Republicans have a ticket that seems formidable for the most part. At the top are squeaky clean Ernie Fletcher and Steve Pence, thumping the drum for change after eight consecutive Democratic administrations.
It is not just the governorship that Republicans covet and have been denied for more than 30 years. Not one of the undercard offices (attorney general, auditor, agriculture commissioner, treasurer or secretary of state) has been won by a Republican since 1967.
But now the Republicans are emboldened, and Democrats hear footsteps. Not only do voters feel obvious ambivalence about the Democrats, the Democratic candidates have a message problem as well.
After 32 years in power, persuading voters to keep them in power for 36 years is going to require some finesse. Witness state Treasurer Jonathan Miller, the only constitutional officeholder eligible to run for re-election this year.
Miller said at a Democratic "unity rally" last week that the November election will "decide not only what happens over the next four years but over the next four decades."
Asked to elaborate, Miller said: "If Republicans win the governor's mansion, we're going to see a one-party dominance. Prospects of that would be very bad for Kentucky and very bad for our children's future."
That invites obvious questions about all the years of Democratic party dominance, when Democrats year in and year out held the governorship, the General Assembly, both U.S. Senate seats and most of Kentucky's U.S. House seats, and why Republican dominance would be worse.

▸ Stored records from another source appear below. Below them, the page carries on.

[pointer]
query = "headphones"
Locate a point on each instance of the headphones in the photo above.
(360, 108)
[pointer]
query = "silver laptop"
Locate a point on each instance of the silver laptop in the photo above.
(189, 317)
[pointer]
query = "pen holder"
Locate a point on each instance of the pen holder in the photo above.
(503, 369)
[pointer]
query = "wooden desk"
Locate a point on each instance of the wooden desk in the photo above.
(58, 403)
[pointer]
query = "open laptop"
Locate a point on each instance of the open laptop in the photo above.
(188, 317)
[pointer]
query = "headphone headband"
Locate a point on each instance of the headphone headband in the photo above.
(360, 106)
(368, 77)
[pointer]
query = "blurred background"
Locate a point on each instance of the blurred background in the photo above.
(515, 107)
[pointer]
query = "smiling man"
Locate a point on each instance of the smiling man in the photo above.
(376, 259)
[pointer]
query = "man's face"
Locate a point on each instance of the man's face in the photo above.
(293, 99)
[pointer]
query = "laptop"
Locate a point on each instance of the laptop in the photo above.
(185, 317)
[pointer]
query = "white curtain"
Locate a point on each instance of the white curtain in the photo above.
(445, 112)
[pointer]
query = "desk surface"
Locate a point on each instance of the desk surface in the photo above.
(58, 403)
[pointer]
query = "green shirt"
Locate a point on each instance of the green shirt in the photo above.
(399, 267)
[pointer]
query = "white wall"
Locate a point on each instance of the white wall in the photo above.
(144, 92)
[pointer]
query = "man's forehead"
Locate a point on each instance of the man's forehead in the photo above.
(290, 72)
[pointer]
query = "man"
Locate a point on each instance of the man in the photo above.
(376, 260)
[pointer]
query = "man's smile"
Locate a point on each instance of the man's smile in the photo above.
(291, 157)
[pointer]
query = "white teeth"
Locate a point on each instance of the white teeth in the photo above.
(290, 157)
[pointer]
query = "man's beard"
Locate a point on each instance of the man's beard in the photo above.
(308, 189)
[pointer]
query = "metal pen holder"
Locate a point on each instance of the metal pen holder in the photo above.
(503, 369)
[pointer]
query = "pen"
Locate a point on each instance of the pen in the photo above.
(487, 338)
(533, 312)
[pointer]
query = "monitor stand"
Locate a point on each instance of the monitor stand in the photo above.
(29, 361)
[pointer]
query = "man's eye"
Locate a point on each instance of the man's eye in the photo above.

Miller allowed that "the Democratic Party might not be the party for every state in this country. But in a state like Kentucky, where more families are in lower and middle incomes, this should be a Democratic state."
The GOP likely would argue that having a lot of poor families is all the more reason for change.
The Democratic message apparently will be that Democrats are the party of working families and that Fletcher, the 6th District congressman, has nothing of substance to offer if he wins the governorship.
Fletcher's Democratic opponent, Ben Chandler, said his party must establish "a theme of helping people: the average citizen, the average Kentucky family. This is the message we're going to get out this fall."
The Democratic rally included tough talk about working hard at the grass-roots level and of being "energized" for November. It even included talk of being underdogs, something that would have been unthinkable 20 years ago.
"These Republicans don't know Democrats," said Moretta Bosley, the party chairwoman. "They underestimate us, and that's fine. I like being underestimated."
I believe you are correct. He also carried W VA. which totally caught the RATs by surprise. Now if only New England would join the rest of the country and start moving Right. No signs of that happening I'm afraid.
That's their line, and it is powerful, but the truth is just the opposite, even at the state level, lower and middle income people benefit more from conservative themes, like right to work laws, friendly tax structure for business, etc.
When the person who signs your check is the declared enemy of your government, you suffer.
Can it be that people are waking up to this truth?